Multi-proxy Holocene paleoenvironmental reconstruction from Tha Kum Peat Swamp, Eastern Thailand

Coastal regions across Southeast Asia were drastically transformed during the post glacial period due to sea level rise, yet the paleoenvironmental development of eastern Thailand remains poorly understood compared to other regions. As peat swamp ecosystems are highly sensitive to climate variability and hydrological changes, they can serve as an important archive of past environmental shifts. This study presents a high-resolution 8,100-year multi-proxy record from three sediment sequences retrieved from the Tha Kum peat swamp located 15-km from the modern shoreline in eastern Thailand. We used elemental geochemistry (XRF), total organic carbon (TOC), stable isotopes (δ13C, δ15N, and C/N ratios), and n-alkane distributions to reconstruct the landscape development. 

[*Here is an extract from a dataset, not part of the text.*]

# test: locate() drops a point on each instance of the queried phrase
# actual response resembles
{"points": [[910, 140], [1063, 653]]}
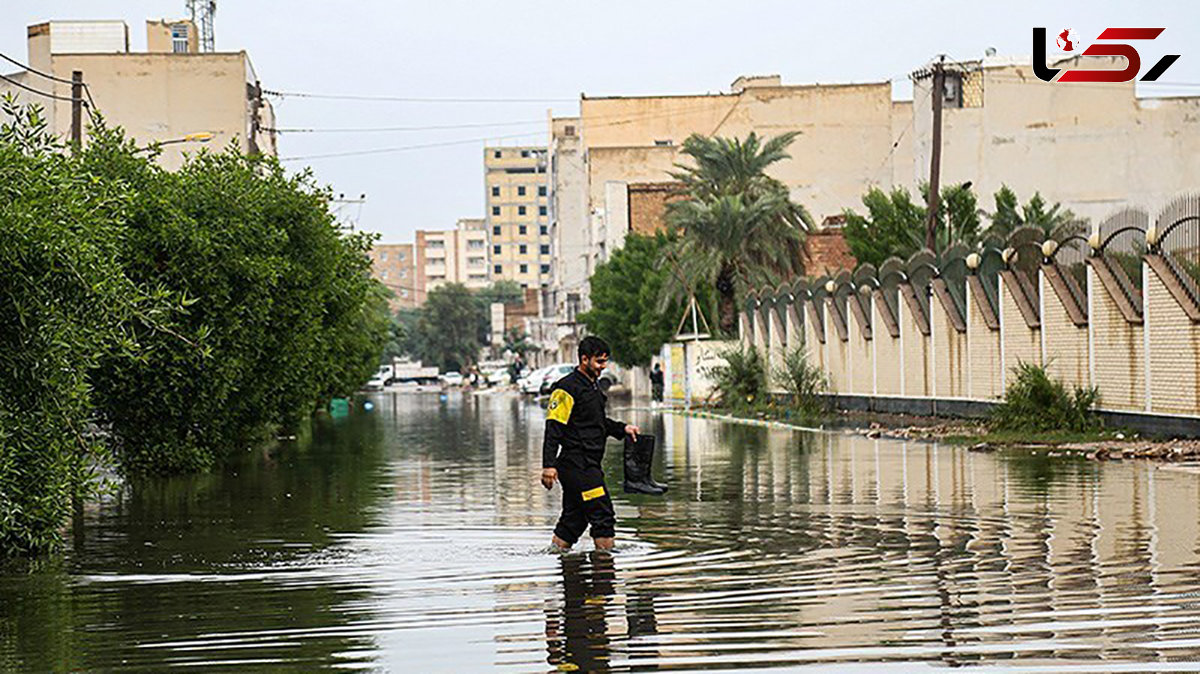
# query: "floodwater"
{"points": [[413, 537]]}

The stratigraphic sequence of the oldest core (NU4) is divided into four distinct units. The basal Unit 4 (~8100-7600 cal yr BP) exhibits highly variable organic matter provenance, with δ13C and C/N ratios spanning freshwater, marine, and terrestrial sources, reflecting a lake that was indirectly influenced by early Holocene sea-level rise and tidal back water effects. A significant shift occurs in Unit 3 (7600–7350 cal yr BP), characterized by peaks in Sulfur (S) and TOC, alongside lower aquatic proxy (Paq​) values, representing the establishment of shallower lake or wetland system due to coastal progradation following the mid-Holocene sea-level highstand. Unit 2 (7350–2600 cal yr BP) exhibits prolonged geochemical stability following the highstand. High resolution radiocarbon dating indicates a hiatus between 2600 and 200 cal yr BP, which could be the result of relatively dry conditions. This hiatus is followed by the deposition of the most recent sediment (Unit 1), which is characterized by a sharp decrease in Ti and a maximum TOC, signaling a transition to a modern organic-dominated peat swamp system. This shift was likely driven by a stabilization of the local water table or sea level. 

While the study area is currently managed by the Forest Industry Organization to balance plantation, industry, and conservation, the stability of this ecosystem is threatened by future sea-level rise and fluctuating precipitation patterns. These could potentially lead to ecosystem degradation through the modification of local hydrological and geochemical conditions.